Things happen because they happen. There is little reason in someone going in to a school and shooting children, there is little reason in the antics of Congress (these days), there is little reason in Wall Street (as evidenced by a DOW nearing 16k whilst we have the hurdles we have. There need not be, and frequently there is not, a reason.

Saying “Everything happens for a reason” is a way of accepting a lack of control; it means “I can’t see a good reason for this to happen in a logical world so I will abuse this platitude and hope this changes the subject and/or gets the person who is trembling with doubt, pain, or hurt to stop it long enough for me to be comfortable”. Looking for “reason” where no good one is, is insanity. Or optimism.

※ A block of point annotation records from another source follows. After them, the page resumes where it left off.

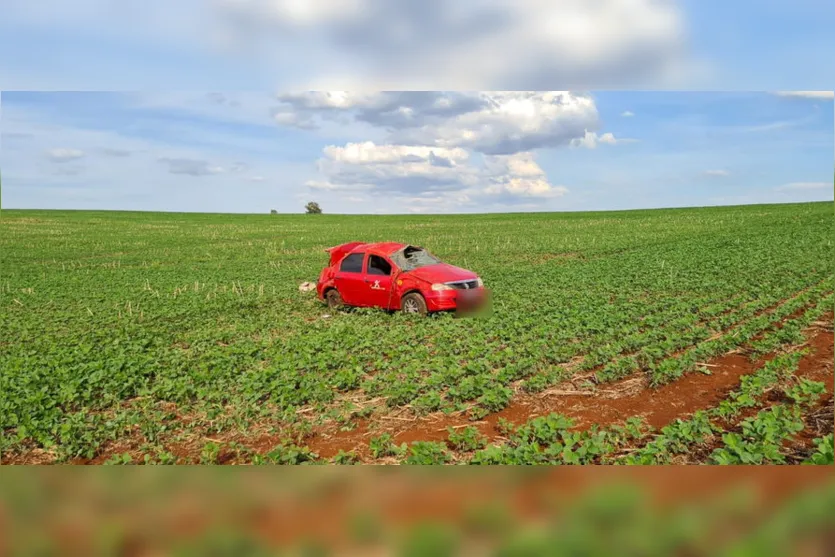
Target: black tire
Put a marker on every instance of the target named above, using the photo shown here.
(413, 303)
(334, 299)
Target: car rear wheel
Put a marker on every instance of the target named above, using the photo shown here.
(413, 303)
(334, 299)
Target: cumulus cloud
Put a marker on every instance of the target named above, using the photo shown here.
(454, 146)
(590, 140)
(402, 44)
(193, 167)
(402, 169)
(493, 122)
(111, 152)
(64, 155)
(424, 175)
(808, 94)
(804, 186)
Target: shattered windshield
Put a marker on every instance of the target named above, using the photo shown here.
(412, 258)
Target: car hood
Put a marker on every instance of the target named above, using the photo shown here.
(442, 272)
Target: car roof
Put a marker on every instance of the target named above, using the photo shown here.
(386, 248)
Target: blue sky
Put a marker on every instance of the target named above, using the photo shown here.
(431, 152)
(402, 44)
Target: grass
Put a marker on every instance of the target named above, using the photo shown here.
(156, 333)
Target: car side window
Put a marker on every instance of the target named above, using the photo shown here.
(378, 266)
(352, 263)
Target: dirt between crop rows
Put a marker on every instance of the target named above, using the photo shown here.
(606, 406)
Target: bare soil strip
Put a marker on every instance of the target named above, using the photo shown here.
(604, 407)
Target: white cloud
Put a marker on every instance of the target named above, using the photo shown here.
(519, 175)
(795, 186)
(591, 140)
(193, 167)
(424, 175)
(808, 94)
(491, 122)
(63, 154)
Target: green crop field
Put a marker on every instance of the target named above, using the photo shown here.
(183, 338)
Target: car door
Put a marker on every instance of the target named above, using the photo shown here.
(377, 278)
(350, 280)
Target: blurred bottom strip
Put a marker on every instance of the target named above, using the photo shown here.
(418, 511)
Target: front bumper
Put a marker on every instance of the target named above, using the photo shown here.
(461, 300)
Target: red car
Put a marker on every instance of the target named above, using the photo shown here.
(395, 276)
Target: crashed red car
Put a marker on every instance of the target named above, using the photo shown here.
(395, 276)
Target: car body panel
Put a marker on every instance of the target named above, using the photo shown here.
(369, 289)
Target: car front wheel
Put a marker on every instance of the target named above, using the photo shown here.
(334, 299)
(413, 303)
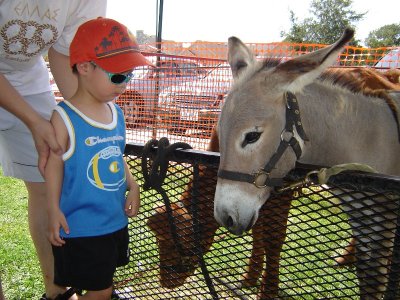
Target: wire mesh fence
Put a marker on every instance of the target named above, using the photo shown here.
(180, 252)
(182, 97)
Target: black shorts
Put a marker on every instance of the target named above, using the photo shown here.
(89, 263)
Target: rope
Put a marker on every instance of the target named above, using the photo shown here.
(325, 173)
(155, 179)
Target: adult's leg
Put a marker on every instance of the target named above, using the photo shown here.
(37, 217)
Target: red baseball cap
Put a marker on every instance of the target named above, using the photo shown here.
(107, 43)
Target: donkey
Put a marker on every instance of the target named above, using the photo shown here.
(268, 234)
(276, 116)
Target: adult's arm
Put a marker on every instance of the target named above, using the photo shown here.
(42, 131)
(67, 82)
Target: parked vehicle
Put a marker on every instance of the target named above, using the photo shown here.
(195, 104)
(139, 101)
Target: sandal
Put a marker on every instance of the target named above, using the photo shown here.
(115, 296)
(65, 296)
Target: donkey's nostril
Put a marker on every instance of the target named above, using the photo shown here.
(229, 222)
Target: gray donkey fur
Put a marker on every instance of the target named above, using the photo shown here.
(342, 127)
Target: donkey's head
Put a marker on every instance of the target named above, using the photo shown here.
(260, 130)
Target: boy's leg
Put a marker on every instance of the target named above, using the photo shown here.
(97, 295)
(37, 216)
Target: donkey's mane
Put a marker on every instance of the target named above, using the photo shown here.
(368, 82)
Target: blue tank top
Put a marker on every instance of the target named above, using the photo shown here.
(94, 184)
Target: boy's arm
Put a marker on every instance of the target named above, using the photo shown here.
(132, 202)
(54, 174)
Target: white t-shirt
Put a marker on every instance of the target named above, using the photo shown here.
(28, 28)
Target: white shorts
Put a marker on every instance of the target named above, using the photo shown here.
(18, 155)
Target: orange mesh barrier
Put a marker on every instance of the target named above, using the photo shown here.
(182, 97)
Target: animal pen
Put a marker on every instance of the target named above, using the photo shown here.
(178, 251)
(317, 230)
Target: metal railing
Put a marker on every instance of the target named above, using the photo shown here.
(178, 251)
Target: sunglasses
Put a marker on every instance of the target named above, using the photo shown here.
(116, 78)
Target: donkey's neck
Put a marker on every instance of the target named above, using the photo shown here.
(344, 127)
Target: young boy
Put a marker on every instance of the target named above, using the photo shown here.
(87, 202)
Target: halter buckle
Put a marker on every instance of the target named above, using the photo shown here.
(259, 173)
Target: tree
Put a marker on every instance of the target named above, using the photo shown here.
(329, 19)
(385, 36)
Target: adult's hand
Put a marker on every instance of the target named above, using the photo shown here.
(42, 130)
(45, 141)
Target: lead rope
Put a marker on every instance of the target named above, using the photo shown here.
(323, 175)
(155, 180)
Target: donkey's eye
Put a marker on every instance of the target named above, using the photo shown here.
(251, 137)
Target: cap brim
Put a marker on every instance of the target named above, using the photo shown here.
(123, 62)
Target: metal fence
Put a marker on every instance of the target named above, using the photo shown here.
(179, 252)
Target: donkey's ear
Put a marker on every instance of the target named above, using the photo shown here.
(305, 69)
(239, 56)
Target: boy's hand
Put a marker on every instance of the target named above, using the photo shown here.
(132, 202)
(56, 221)
(45, 140)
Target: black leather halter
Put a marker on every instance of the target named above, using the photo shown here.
(261, 178)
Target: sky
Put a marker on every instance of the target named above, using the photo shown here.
(253, 21)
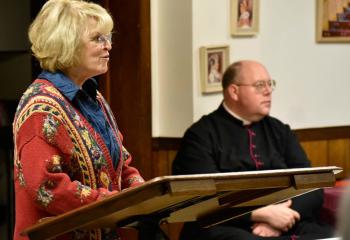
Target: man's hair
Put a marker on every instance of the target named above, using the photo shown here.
(56, 33)
(231, 74)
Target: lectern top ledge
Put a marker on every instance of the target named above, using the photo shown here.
(209, 199)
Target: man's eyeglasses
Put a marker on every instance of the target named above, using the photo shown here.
(261, 85)
(103, 39)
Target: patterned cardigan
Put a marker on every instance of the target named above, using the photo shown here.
(60, 162)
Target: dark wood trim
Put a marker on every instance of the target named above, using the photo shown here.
(325, 133)
(310, 134)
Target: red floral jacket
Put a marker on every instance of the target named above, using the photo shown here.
(60, 162)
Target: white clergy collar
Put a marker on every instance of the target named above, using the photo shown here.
(245, 122)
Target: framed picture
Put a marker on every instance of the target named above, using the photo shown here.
(244, 17)
(333, 21)
(213, 62)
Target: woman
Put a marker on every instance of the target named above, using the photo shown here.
(68, 150)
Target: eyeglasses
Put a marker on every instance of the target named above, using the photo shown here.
(102, 39)
(261, 85)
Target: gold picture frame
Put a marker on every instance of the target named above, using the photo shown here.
(333, 21)
(244, 17)
(213, 62)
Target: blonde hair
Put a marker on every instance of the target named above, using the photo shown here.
(57, 30)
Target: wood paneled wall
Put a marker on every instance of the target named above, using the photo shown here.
(324, 147)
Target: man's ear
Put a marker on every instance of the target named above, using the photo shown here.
(232, 90)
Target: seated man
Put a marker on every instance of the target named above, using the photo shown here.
(241, 136)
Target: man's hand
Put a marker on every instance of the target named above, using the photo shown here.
(279, 216)
(265, 230)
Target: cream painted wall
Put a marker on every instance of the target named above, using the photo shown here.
(312, 79)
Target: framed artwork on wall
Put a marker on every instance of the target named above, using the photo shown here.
(333, 21)
(244, 17)
(213, 62)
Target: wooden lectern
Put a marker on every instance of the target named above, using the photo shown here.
(207, 198)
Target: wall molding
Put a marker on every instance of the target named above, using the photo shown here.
(309, 134)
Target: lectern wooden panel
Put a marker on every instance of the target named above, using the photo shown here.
(207, 198)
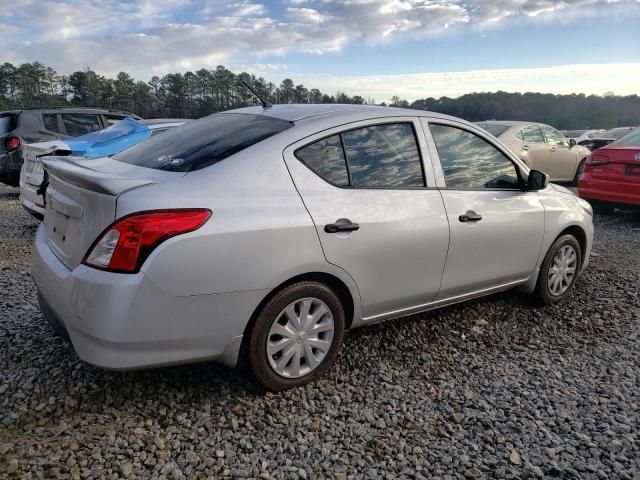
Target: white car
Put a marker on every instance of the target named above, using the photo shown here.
(32, 174)
(268, 232)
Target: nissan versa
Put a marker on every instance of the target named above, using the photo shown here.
(268, 232)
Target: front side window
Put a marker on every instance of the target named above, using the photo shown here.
(379, 156)
(76, 124)
(531, 134)
(469, 162)
(199, 144)
(50, 121)
(552, 136)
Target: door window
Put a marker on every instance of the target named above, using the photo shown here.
(379, 156)
(531, 134)
(469, 162)
(50, 121)
(76, 124)
(552, 136)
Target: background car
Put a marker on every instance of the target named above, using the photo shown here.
(581, 135)
(19, 127)
(268, 232)
(605, 138)
(114, 139)
(541, 147)
(612, 174)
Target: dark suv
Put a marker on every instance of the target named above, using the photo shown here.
(42, 124)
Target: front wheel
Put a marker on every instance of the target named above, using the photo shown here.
(559, 270)
(297, 336)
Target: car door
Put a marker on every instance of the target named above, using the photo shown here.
(496, 227)
(378, 217)
(533, 151)
(563, 160)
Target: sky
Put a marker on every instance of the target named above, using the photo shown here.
(372, 48)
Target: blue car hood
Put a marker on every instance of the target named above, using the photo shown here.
(114, 139)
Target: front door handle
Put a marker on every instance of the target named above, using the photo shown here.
(470, 216)
(341, 225)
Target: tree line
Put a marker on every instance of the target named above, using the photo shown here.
(199, 93)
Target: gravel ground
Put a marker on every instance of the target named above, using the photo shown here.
(493, 388)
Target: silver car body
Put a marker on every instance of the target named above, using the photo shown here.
(32, 173)
(196, 293)
(550, 151)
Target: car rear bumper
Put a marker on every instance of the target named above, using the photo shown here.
(29, 198)
(591, 188)
(120, 321)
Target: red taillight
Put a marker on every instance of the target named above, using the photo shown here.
(11, 144)
(597, 159)
(125, 245)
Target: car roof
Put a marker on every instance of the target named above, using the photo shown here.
(307, 112)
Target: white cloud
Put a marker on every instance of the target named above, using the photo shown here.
(156, 36)
(588, 79)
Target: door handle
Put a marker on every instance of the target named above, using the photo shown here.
(470, 216)
(341, 225)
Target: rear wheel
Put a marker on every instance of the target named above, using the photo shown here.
(579, 171)
(559, 270)
(297, 336)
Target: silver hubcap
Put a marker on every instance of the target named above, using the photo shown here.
(300, 338)
(562, 270)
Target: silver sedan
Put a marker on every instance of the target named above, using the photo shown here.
(266, 233)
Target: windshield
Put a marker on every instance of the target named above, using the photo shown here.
(494, 128)
(631, 138)
(616, 132)
(8, 122)
(574, 133)
(204, 142)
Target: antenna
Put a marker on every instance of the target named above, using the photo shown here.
(265, 104)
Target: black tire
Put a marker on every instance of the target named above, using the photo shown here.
(543, 293)
(579, 171)
(257, 348)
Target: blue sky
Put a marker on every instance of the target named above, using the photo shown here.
(372, 48)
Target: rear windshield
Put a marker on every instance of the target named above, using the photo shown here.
(8, 122)
(631, 138)
(202, 143)
(494, 129)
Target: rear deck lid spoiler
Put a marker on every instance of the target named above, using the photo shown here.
(76, 171)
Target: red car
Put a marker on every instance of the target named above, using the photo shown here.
(611, 175)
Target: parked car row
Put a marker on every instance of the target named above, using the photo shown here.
(21, 127)
(266, 233)
(114, 139)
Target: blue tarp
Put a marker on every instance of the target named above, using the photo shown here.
(114, 139)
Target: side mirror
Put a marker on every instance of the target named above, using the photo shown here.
(537, 180)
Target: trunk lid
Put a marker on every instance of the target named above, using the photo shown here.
(81, 200)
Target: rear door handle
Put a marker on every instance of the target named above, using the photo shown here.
(470, 216)
(341, 225)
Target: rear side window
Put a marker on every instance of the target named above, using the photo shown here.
(8, 123)
(326, 158)
(199, 144)
(76, 124)
(50, 121)
(470, 162)
(379, 156)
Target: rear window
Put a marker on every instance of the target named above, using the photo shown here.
(493, 129)
(8, 122)
(631, 138)
(202, 143)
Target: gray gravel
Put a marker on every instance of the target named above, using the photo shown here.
(493, 388)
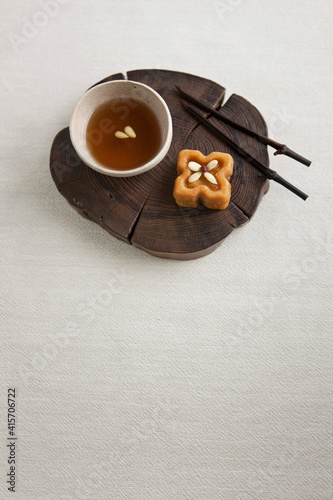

I’m more of a fan of “It is what it is.” “Que sera, sera”, however sung by Doris Day, is accurate. Things happen: this much is true. Entropy increases. Time marches. But the notion that there is some underlying reason causing a typhoon to kill off five thousand people, or a tsunami and earthquake to hit the site of a nuclear reactor, is asinine.

OK: Point and counterpoint. Correlation and causality. That is to say, YES, ultimately there is a cause to every effect.  A ginormous typhoon hit the Philippines because global warming has warmed the atmosphere and waterways in that area to a devastating effect and the bomb that would go off there went off with a bigger bang; people tend to build nuclear reactors near waterways in order to easily flood the site to cool it down. But when people say “Things happen for a reason” they do NOT mean, “things happen because a series of events led to them”, they mean, “there is some good reason for this to have happened” and “good reason” usually infers somehow, somewhere, there is benefit.

You will notice that very rarely does anyone say “Things happen for a reason” where something happens that is obviously beneficial. “Things happen for a reason” is not applied to the lottery win, or the quick reflexes that get you OUT of a car accident, or the “A” you got on your Chemistry final. No, then you take the credit: you studied, you had quick reflexes, YOU picked the lucky number. So if it’s good, you controlled it with your abilities and your skills; if it’s bad there must be some better reason for you to have fallen on misfortune.

I have been in plenty of good circumstance that was of my own doing, and nearly as much malfeasance that was as well. I do not attribute this to “fortune”, I attribute this to the way things are. It is what it is.

But it may not have happened for a “reason”.